China is home to the world’s largest LGBTQ+ population (lesbian, gay, bisexual, transgender, and queer). Until recently, the existence and support for LGBTQ+ were an invisible and hidden conversation in Chinese society. Although legal persecution was repealed in 1997, discrimination and state censorship against LGBTQ+ peoples still exists.
While not directly prohibiting LGBTQ-related programmes, the State Administration of Press, Publication, Radio, Film and Television of China censors them and cuts out scenes that depict anything diverging from heterosexuality. The latest Chinese version of the American sitcom, FRIENDS, for example; storylines, and even complete characters were edited out.
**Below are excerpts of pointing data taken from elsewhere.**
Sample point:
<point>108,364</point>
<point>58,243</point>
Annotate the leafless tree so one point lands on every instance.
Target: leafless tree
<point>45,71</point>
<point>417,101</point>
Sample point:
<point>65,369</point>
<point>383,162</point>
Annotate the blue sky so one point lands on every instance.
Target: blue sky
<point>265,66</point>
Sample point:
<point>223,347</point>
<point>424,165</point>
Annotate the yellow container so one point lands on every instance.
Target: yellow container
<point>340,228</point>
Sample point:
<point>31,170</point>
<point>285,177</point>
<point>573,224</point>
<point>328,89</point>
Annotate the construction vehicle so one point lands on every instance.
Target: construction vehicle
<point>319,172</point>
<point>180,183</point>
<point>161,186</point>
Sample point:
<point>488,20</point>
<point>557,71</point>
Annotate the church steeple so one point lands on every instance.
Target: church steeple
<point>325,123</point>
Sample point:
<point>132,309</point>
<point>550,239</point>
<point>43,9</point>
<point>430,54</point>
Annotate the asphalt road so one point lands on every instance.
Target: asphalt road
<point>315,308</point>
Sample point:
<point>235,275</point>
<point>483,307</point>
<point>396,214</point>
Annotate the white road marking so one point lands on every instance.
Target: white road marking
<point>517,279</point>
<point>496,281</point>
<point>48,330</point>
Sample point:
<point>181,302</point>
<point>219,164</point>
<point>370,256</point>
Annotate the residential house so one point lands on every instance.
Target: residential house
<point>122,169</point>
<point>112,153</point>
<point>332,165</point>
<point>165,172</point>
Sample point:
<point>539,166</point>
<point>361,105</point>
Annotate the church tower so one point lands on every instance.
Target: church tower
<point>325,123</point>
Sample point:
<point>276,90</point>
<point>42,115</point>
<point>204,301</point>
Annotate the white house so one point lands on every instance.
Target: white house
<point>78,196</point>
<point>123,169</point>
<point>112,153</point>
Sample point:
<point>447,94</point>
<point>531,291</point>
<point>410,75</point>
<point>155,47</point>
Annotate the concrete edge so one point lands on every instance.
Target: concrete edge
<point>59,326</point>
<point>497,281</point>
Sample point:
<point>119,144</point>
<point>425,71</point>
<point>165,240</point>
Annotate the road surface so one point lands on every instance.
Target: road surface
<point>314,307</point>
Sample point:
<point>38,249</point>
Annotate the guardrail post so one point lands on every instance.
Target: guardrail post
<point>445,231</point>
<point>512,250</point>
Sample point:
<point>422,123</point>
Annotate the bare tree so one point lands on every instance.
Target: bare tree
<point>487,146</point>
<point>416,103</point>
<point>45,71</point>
The same censorship is applied on anything on the internet, making it hard for anyone to access or talk openly about LGBTQ+ topics.
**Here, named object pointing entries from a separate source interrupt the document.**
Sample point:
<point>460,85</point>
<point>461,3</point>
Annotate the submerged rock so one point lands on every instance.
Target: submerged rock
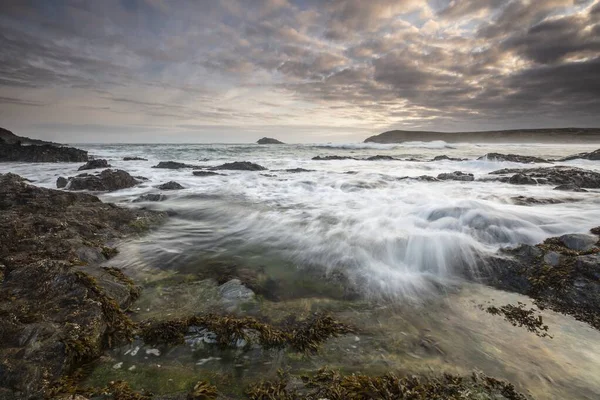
<point>456,176</point>
<point>512,158</point>
<point>40,153</point>
<point>107,181</point>
<point>172,185</point>
<point>240,166</point>
<point>94,164</point>
<point>267,140</point>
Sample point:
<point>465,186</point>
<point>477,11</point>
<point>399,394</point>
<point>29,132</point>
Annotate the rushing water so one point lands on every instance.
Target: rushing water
<point>398,241</point>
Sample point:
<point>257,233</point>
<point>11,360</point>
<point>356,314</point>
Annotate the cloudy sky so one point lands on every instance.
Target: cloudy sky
<point>298,70</point>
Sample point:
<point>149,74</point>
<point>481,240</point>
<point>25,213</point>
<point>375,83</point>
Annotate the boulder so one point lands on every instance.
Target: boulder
<point>456,176</point>
<point>240,166</point>
<point>107,181</point>
<point>94,164</point>
<point>172,185</point>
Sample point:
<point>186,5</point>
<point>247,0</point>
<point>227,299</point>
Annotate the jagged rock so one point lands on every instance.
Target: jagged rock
<point>61,182</point>
<point>94,164</point>
<point>456,176</point>
<point>134,159</point>
<point>559,175</point>
<point>150,197</point>
<point>40,153</point>
<point>206,173</point>
<point>512,158</point>
<point>173,165</point>
<point>240,166</point>
<point>172,185</point>
<point>267,140</point>
<point>107,181</point>
<point>569,187</point>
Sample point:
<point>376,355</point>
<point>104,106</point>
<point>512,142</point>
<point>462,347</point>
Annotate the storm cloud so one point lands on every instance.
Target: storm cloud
<point>231,70</point>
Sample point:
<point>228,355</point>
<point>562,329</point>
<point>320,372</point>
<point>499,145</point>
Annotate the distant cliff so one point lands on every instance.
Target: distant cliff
<point>567,135</point>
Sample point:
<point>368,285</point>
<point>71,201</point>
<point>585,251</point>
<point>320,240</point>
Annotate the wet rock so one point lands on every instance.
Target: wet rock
<point>40,153</point>
<point>150,197</point>
<point>94,164</point>
<point>173,165</point>
<point>522,179</point>
<point>579,241</point>
<point>134,159</point>
<point>206,173</point>
<point>570,187</point>
<point>172,185</point>
<point>107,181</point>
<point>456,176</point>
<point>267,140</point>
<point>560,175</point>
<point>240,166</point>
<point>512,158</point>
<point>61,182</point>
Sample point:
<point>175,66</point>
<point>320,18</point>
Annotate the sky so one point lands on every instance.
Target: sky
<point>298,70</point>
When you search the term 酷儿 (Queer) on the Chinese Wikipedia, there is only a short paragraph description on how the word is synonymous with “weird and different from the usual”, but no information on the history or specific social context of the term (as it is with the English Wikipedia). In fact there is a popular brand of non-carbonated beverages in China called 酷儿 (Kuer or Qoo) that has more information on Wikipedia and has nothing to do with LGBTQ+ culture.
This naive 酷儿 Qoo brings to light the restrictions and suppression that LGBTQ+ people are fighting for. We exist, and that’s not political, it’s factual.